LAFEU Do not plunge thyself too far in anger, lest thou

 hasten thy trial; which if--Lord have mercy on thee

 for a hen! So, my good window of lattice, fare thee

 well: thy casement I need not open, for I look

 through thee. Give me thy hand.

PAROLLES My lord, you give me most egregious indignity.

(230) LAFEU Ay, with all my heart; and thou art worthy of it.

PAROLLES I have not, my lord, deserved it.

LAFEU Yes, good faith, every dram of it; and I will not

 bate thee a scruple.

PAROLLES Well, I shall be wiser.

LAFEU Even as soon as thou canst, for thou hast to pull at

 a smack o' the contrary. If ever thou be'st bound

 in thy scarf and beaten, thou shalt find what it is

 to be proud of thy bondage. I have a desire to hold

(240) my acquaintance with thee, or rather my knowledge,

 that I may say in the default, he is a man I know.

PAROLLES My lord, you do me most insupportable vexation.

LAFEU I would it were hell-pains for thy sake, and my poor

 doing eternal: for doing I am past: as I will by

 thee, in what motion age will give me leave.

 [Exit]

PAROLLES Well, thou hast a son shall take this disgrace off

(250) me; scurvy, old, filthy, scurvy lord! Well, I must

 be patient; there is no fettering of authority.

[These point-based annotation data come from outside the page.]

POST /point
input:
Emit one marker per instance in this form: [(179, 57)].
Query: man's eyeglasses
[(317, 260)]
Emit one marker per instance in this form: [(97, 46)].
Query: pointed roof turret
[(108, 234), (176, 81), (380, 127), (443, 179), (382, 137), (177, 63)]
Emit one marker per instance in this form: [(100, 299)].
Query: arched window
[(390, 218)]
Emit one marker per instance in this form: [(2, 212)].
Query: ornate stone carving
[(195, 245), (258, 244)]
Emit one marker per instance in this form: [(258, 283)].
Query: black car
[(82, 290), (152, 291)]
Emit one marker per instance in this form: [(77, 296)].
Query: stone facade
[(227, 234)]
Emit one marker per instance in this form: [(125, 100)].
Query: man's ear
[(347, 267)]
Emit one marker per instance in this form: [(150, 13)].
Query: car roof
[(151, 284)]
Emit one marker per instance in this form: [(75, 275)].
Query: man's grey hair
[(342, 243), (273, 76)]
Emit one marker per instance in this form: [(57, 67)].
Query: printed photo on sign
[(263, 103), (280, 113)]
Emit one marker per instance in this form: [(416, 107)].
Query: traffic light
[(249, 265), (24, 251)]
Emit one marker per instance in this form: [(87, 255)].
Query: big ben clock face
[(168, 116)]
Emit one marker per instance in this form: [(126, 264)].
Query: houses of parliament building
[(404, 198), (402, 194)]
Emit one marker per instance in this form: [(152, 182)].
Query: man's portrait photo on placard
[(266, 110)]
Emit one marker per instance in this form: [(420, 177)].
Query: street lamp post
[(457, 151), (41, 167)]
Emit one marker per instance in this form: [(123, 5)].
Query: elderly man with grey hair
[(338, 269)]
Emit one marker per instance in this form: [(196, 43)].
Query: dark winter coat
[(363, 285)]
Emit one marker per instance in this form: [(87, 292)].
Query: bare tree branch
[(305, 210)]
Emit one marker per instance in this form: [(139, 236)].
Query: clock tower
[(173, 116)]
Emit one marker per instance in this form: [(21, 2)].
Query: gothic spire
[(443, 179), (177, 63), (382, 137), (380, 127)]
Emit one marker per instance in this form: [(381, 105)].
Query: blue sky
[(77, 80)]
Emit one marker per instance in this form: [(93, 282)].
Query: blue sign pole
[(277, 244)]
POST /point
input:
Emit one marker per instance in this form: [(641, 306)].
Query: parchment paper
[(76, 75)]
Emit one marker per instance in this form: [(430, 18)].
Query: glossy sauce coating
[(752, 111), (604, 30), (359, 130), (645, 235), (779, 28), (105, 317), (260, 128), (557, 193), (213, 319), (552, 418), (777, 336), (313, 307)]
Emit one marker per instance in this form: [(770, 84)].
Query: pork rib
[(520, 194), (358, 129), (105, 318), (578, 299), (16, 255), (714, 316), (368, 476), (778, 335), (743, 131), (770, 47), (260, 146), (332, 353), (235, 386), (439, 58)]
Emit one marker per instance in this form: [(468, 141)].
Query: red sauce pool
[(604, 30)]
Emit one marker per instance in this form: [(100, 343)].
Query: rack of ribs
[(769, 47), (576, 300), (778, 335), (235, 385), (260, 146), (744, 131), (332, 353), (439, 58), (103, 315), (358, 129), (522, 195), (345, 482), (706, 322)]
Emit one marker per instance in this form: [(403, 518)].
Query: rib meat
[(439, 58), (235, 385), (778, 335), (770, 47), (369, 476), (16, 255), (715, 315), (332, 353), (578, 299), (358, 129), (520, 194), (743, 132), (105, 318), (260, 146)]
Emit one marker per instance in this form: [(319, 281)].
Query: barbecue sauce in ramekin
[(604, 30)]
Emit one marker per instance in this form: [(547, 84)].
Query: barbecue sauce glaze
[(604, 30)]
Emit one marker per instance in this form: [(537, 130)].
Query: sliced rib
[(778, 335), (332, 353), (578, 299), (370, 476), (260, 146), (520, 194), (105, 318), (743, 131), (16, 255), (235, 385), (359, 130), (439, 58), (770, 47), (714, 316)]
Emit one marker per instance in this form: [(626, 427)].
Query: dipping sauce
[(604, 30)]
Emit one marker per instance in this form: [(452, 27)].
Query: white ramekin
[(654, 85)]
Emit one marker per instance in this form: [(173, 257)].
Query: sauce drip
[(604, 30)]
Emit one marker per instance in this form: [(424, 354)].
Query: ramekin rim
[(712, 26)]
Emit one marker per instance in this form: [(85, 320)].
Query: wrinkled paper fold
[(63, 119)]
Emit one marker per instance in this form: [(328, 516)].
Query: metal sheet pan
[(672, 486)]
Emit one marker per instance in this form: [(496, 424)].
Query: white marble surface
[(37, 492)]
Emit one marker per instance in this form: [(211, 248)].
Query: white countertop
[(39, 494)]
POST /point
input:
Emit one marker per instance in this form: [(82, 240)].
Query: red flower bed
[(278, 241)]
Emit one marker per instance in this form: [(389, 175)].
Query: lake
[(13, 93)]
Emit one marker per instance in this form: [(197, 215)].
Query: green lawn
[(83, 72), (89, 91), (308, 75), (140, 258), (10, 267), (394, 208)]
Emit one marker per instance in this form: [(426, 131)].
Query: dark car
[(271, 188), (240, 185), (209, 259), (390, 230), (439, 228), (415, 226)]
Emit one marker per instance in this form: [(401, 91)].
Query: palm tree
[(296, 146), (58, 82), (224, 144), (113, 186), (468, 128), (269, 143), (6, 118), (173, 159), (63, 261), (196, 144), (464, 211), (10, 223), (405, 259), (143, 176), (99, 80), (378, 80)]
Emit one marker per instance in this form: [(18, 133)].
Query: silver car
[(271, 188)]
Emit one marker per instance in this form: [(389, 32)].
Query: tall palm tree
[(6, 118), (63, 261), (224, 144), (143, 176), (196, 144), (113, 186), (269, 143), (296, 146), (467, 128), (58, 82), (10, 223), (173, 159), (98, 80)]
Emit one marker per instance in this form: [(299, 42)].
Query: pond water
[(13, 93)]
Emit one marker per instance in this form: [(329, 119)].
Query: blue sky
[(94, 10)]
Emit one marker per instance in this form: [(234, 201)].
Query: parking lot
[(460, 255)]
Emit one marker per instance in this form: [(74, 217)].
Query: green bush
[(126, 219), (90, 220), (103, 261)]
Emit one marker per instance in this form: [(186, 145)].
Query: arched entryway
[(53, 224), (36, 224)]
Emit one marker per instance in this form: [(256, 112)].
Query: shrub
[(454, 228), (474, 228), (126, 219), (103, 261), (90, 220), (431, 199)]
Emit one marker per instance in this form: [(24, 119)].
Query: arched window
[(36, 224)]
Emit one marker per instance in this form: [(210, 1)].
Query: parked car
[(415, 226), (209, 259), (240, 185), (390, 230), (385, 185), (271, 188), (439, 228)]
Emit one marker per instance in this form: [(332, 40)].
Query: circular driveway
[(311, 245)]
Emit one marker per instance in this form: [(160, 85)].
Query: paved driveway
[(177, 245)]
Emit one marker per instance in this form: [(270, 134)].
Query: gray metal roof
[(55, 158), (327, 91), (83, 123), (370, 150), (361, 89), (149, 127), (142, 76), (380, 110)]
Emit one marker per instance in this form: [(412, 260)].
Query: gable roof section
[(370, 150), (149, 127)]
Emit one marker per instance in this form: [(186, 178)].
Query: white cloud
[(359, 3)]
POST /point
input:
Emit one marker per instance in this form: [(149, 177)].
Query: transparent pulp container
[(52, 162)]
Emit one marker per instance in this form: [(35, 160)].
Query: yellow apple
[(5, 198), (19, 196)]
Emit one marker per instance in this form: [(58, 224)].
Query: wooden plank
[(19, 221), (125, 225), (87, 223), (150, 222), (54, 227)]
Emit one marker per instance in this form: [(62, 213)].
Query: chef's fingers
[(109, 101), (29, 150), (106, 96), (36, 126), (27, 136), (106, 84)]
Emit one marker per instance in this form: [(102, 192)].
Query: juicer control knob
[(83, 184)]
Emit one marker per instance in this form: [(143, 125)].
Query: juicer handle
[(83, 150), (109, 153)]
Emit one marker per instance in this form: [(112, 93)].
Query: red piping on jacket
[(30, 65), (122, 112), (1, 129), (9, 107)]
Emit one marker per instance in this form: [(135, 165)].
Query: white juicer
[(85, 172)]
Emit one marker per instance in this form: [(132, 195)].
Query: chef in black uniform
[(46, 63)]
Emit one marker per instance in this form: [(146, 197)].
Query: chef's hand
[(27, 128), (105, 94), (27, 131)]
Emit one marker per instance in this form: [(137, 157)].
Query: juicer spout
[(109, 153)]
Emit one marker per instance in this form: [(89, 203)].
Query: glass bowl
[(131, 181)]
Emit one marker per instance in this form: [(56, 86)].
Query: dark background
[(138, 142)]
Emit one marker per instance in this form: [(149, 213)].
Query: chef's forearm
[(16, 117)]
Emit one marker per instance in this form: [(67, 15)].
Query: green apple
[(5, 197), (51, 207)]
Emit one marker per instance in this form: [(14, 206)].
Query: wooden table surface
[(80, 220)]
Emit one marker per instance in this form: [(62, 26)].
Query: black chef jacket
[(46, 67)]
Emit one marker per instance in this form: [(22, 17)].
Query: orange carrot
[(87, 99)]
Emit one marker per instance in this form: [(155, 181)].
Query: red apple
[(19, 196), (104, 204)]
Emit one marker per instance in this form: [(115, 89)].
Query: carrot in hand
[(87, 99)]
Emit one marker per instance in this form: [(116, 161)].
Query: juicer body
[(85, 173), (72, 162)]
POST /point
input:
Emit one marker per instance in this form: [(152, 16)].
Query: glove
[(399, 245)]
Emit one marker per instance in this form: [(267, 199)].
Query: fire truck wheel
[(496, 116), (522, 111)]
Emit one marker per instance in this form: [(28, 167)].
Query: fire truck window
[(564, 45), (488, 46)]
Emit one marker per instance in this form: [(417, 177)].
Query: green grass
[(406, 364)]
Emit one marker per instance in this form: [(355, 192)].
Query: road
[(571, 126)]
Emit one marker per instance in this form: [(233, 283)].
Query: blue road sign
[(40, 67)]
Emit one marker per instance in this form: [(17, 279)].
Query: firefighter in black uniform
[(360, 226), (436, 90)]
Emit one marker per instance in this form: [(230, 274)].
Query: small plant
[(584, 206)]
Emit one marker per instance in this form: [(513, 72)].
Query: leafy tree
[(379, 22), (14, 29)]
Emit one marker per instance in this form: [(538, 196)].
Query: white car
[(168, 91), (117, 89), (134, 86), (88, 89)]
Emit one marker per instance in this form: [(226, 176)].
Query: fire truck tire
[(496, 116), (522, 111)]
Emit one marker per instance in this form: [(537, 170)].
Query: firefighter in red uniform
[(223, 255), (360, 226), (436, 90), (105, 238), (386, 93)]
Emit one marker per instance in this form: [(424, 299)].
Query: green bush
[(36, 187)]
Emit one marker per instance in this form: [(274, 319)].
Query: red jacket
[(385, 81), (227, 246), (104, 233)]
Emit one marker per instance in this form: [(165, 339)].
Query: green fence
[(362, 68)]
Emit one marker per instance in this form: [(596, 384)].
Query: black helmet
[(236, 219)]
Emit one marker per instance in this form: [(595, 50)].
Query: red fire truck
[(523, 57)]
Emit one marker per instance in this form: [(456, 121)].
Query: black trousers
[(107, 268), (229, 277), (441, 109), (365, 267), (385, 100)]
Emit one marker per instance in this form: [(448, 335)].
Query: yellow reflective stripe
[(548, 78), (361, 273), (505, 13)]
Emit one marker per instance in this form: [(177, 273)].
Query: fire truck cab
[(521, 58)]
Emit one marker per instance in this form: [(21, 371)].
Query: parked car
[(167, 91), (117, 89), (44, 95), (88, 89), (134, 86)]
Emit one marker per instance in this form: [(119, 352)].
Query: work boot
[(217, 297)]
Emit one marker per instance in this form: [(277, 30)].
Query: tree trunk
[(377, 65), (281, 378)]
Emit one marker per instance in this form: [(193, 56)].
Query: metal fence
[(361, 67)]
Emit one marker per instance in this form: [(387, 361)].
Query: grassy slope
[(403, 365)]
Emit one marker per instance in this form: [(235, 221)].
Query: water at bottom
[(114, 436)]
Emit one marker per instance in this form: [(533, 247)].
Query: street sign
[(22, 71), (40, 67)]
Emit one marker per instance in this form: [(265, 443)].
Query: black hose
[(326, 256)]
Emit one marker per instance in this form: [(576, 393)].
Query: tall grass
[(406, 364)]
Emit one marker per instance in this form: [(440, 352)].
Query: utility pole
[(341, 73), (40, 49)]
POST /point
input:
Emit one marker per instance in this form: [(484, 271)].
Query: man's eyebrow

 I'll beat him, by my life, if I can meet him with

 any convenience, an he were double and double a

 lord. I'll have no more pity of his age than I

 would of--I'll beat him, an if I could but meet him again.

 [Re-enter LAFEU]

LAFEU Sirrah, your lord and master's married; there's news

 for you: you have a new mistress.

PAROLLES I most unfeignedly beseech your lordship to make

(260) some reservation of your wrongs: he is my good

 lord: whom I serve above is my master.

LAFEU Who? God?

PAROLLES Ay, sir.

LAFEU The devil it is that's thy master. Why dost thou

 garter up thy arms o' this fashion? dost make hose of

 sleeves? do other servants so? Thou wert best set

 thy lower part where thy nose stands. By mine

 honour, if I were but two hours younger, I'ld beat

 thee: methinks, thou art a general offence, and

(270) every man should beat thee: I think thou wast

 created for men to breathe themselves upon thee.

PAROLLES This is hard and undeserved measure, my lord.

LAFEU Go to, sir; you were beaten in Italy for picking a

 kernel out of a pomegranate; you are a vagabond and

 no true traveller: you are more saucy with lords

 and honourable personages than the commission of your

 birth and virtue gives you heraldry. You are not

(280) worth another word, else I'ld call you knave. I leave you.

 [Exit]

PAROLLES Good, very good; it is so then: good, very good;

 let it be concealed awhile.

 [Re-enter BERTRAM]

BERTRAM Undone, and forfeited to cares for ever!

PAROLLES What's the matter, sweet-heart?

BERTRAM Although before the solemn priest I have sworn,

 I will not bed her.

PAROLLES What, what, sweet-heart?

BERTRAM O my Parolles, they have married me!

(290) I'll to the Tuscan wars, and never bed her.

PAROLLES France is a dog-hole, and it no more merits

 The tread of a man's foot: to the wars!

BERTRAM There's letters from my mother: what the import is,

 I know not yet.

PAROLLES Ay, that would be known. To the wars, my boy, to the wars!